Franklin D. Roosevelt's Election

Essay by ptnovak7High School, 12th gradeA+, May 2006

download word file, 2 pages 0.0

Franklin D. Roosevelt was considered a worthy and attractive candidate for the 1932 election. The famous name connection also scored him some brownie points even though he was only a distant relative. Roosevelt was from a wealthy family who lived in New York. There he attended Groton school and went on to Harvard University. By 1910, he had won a seat in the New York state Senate. Three years later he became assistant secretary of the navy during the Wilson administration. His seven years of being involved in Washington gave him the experience he would need to be in office. FDR was considered the front-runner for the Democrats. He was said to be one of the most gifted men in politics. This was because he had the ability to identify the public's wants and needs. He was also quite resourceful. He used the radio as his main communication to the public.

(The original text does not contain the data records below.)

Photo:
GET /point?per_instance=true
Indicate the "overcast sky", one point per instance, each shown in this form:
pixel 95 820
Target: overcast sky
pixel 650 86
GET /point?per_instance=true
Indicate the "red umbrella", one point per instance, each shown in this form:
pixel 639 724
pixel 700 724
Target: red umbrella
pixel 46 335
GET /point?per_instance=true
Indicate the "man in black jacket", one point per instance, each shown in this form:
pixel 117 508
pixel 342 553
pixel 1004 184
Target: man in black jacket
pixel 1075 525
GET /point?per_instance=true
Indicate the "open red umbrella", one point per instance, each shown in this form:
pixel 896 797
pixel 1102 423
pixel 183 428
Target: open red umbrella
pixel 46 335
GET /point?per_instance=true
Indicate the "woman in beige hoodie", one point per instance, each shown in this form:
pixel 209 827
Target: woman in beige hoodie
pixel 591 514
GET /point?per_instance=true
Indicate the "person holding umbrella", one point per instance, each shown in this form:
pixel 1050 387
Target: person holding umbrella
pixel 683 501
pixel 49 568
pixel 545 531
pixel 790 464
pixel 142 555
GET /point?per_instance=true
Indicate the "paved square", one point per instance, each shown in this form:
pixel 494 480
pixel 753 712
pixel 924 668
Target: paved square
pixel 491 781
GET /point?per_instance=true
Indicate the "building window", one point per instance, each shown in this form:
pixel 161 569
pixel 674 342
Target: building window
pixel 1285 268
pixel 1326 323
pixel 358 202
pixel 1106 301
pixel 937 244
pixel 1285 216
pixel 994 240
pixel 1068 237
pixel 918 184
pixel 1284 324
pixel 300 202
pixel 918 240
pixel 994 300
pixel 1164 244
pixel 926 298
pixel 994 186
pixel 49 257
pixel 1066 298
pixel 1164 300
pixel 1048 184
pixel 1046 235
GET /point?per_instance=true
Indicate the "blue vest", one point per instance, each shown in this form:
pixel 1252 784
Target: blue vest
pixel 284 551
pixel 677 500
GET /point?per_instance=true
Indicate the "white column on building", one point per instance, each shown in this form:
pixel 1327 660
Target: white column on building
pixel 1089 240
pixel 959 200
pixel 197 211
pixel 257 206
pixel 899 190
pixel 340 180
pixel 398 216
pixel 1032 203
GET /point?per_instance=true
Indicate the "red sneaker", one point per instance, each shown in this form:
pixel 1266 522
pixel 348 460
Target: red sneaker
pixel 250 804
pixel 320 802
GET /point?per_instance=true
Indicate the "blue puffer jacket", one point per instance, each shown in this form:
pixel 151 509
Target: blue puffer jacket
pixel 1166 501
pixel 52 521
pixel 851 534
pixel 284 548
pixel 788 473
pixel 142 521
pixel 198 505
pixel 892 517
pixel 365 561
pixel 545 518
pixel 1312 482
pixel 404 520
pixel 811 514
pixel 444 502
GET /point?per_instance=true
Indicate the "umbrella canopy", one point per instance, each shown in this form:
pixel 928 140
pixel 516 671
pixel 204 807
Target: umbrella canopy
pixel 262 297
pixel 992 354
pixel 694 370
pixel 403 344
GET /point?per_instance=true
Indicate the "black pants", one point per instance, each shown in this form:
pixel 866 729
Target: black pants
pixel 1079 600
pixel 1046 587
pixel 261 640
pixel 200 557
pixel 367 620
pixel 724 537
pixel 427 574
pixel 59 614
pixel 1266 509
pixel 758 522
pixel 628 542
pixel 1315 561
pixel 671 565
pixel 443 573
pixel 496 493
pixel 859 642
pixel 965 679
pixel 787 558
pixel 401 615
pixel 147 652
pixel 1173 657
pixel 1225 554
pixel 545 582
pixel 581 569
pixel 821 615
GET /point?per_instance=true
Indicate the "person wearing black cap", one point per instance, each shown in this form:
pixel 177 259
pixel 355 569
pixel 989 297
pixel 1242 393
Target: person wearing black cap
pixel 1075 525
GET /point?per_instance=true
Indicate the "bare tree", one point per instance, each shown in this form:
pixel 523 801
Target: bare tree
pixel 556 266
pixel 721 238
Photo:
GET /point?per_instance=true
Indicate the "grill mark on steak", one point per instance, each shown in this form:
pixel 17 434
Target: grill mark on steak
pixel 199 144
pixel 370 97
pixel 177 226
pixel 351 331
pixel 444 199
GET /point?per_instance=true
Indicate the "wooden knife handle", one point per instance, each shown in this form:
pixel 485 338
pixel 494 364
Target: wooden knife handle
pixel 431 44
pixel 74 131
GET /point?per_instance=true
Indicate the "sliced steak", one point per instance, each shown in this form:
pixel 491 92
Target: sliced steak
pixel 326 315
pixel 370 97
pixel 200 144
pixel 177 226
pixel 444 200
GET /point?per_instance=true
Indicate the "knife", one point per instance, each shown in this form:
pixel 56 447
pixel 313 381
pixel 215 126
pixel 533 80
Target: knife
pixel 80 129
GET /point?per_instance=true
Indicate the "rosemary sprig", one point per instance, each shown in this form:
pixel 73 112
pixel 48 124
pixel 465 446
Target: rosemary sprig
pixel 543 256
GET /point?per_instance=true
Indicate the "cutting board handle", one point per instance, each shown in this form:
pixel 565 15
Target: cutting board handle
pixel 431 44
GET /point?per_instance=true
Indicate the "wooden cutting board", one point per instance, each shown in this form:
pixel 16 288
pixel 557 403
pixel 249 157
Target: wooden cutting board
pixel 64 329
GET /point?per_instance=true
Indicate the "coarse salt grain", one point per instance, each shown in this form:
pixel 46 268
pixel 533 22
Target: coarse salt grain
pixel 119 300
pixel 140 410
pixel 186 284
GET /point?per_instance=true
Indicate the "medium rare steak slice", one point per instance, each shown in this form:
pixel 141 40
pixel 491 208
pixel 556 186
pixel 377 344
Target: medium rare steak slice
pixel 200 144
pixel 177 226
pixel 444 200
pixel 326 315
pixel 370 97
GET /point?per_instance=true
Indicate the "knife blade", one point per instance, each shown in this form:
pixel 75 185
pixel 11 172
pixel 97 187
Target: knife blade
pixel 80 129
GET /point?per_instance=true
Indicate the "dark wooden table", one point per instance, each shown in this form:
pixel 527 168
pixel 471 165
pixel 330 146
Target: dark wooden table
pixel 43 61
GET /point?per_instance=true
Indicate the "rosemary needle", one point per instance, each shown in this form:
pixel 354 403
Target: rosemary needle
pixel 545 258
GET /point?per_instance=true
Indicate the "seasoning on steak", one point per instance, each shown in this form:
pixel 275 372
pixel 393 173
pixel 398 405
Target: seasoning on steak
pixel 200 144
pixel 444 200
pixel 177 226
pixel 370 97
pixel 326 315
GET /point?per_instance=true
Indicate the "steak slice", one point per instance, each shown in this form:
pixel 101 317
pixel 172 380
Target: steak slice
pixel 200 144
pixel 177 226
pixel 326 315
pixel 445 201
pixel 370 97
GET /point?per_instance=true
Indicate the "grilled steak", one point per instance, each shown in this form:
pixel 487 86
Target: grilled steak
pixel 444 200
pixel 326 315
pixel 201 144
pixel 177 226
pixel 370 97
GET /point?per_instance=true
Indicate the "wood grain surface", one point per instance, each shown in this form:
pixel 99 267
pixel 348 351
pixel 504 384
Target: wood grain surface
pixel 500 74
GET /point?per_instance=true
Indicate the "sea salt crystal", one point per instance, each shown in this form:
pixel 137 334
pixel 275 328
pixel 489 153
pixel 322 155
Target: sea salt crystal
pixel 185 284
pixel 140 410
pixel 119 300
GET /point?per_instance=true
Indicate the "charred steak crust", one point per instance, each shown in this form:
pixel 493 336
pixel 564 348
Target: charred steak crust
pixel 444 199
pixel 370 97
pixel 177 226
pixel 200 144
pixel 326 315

What is amazing about all of this is that Roosevelt was able to do all of these things and still deal with the grief of having polio and never being able to walk again. His vibrant personality and courage showed people he was capable of becoming a powerful leader despite his impairment. His personality and campaigning skills really helped boost his popularity with the people. Roosevelt's campaign was strong. His manager used strategies and tactics in the campaign that worked well. He made sure to campaign in the Solid South where supports for the Democrats had been growing. Roosevelt recruited professors from Columbia University to help him with his speeches. In his speeches he talked of helping the country out of the depression. This was something the public wanted more than anything. In Chicago, Roosevelt talked of a new deal which gave optimism and hope to the people.

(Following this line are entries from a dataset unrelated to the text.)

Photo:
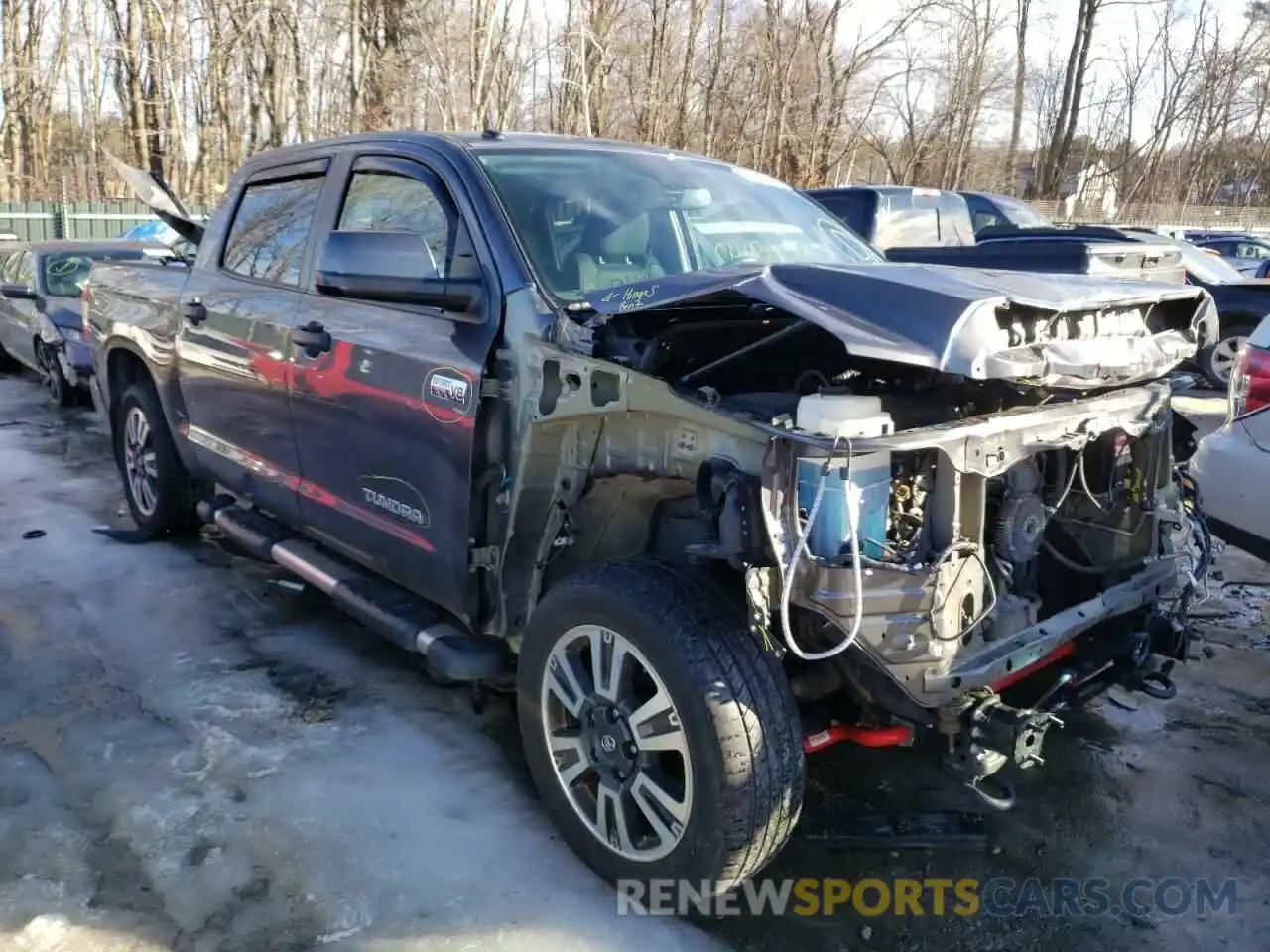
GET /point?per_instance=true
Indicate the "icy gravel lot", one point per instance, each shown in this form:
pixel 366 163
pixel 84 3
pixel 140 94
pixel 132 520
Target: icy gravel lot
pixel 194 757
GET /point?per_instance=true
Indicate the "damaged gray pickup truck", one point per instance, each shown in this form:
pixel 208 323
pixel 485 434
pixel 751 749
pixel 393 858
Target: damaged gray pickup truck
pixel 665 445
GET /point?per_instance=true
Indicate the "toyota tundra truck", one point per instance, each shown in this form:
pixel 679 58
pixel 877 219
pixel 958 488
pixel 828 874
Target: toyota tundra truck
pixel 659 443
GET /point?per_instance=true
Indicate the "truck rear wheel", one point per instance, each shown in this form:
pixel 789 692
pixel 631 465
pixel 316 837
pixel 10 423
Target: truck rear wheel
pixel 662 738
pixel 160 494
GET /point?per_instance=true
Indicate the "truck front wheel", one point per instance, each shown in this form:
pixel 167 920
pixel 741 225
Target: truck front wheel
pixel 158 489
pixel 662 738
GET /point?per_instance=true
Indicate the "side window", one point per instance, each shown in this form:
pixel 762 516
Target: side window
pixel 855 208
pixel 271 230
pixel 985 220
pixel 24 272
pixel 385 200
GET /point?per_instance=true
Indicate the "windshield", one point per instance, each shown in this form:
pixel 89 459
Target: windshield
pixel 66 272
pixel 1021 213
pixel 1207 267
pixel 592 218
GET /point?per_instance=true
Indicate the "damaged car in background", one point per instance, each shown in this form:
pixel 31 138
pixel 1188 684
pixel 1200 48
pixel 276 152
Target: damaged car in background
pixel 666 447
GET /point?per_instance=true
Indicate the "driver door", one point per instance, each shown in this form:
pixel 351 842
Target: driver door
pixel 385 409
pixel 18 315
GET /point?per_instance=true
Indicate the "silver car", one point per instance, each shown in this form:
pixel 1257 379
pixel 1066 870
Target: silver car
pixel 1230 467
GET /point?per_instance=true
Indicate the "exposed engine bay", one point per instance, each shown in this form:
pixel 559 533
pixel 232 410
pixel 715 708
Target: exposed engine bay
pixel 930 537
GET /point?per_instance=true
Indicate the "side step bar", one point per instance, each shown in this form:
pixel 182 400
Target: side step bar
pixel 405 620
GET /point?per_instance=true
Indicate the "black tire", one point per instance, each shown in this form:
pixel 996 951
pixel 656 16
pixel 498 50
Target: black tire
pixel 1210 358
pixel 735 711
pixel 175 494
pixel 59 389
pixel 8 362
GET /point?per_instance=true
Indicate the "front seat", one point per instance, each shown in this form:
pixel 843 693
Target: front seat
pixel 608 254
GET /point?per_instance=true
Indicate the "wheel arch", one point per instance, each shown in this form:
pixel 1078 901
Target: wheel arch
pixel 125 366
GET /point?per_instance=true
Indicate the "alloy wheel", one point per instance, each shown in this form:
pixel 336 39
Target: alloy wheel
pixel 617 743
pixel 140 465
pixel 1224 354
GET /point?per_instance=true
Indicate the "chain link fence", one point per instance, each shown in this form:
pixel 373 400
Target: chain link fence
pixel 46 221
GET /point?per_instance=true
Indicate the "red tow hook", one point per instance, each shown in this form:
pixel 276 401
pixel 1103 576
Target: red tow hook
pixel 894 737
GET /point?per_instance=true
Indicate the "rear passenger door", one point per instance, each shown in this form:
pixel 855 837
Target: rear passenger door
pixel 234 344
pixel 17 315
pixel 385 417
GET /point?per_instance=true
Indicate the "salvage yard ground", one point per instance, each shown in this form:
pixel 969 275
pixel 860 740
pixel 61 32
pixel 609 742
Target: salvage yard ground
pixel 197 757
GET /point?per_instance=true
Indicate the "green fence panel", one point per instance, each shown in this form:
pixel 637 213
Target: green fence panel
pixel 30 221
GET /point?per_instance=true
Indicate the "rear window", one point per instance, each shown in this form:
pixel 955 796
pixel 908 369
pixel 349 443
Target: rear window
pixel 922 218
pixel 856 209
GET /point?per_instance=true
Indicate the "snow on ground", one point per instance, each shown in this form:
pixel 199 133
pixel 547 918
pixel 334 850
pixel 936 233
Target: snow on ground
pixel 191 754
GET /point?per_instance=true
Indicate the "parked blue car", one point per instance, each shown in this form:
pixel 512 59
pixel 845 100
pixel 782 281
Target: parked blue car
pixel 163 234
pixel 41 307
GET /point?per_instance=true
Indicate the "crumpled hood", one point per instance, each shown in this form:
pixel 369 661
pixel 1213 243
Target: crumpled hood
pixel 959 320
pixel 64 312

During the summer of 1932 an event occurred in Washington that would seal Hoover's defeat. This event was known as the "Bonus March." The Bonus March was a gathering of angry veterans who went to Washington, demanding money or cash bonuses for being in the war. When the government would not issue the cash, the soldiers protested. Hoover did nothing for them. In fact he simply ignored them. However, this tactic was not very successful and considered a bad move on the president's part. All Hoover did for the soldiers was order them to leave Washington. When this approach failed, he had federal troops scare the soldiers. Public opinion favored the veterans and Hoover was the bad guy which ultimately ruined any chances of him being reelected into office.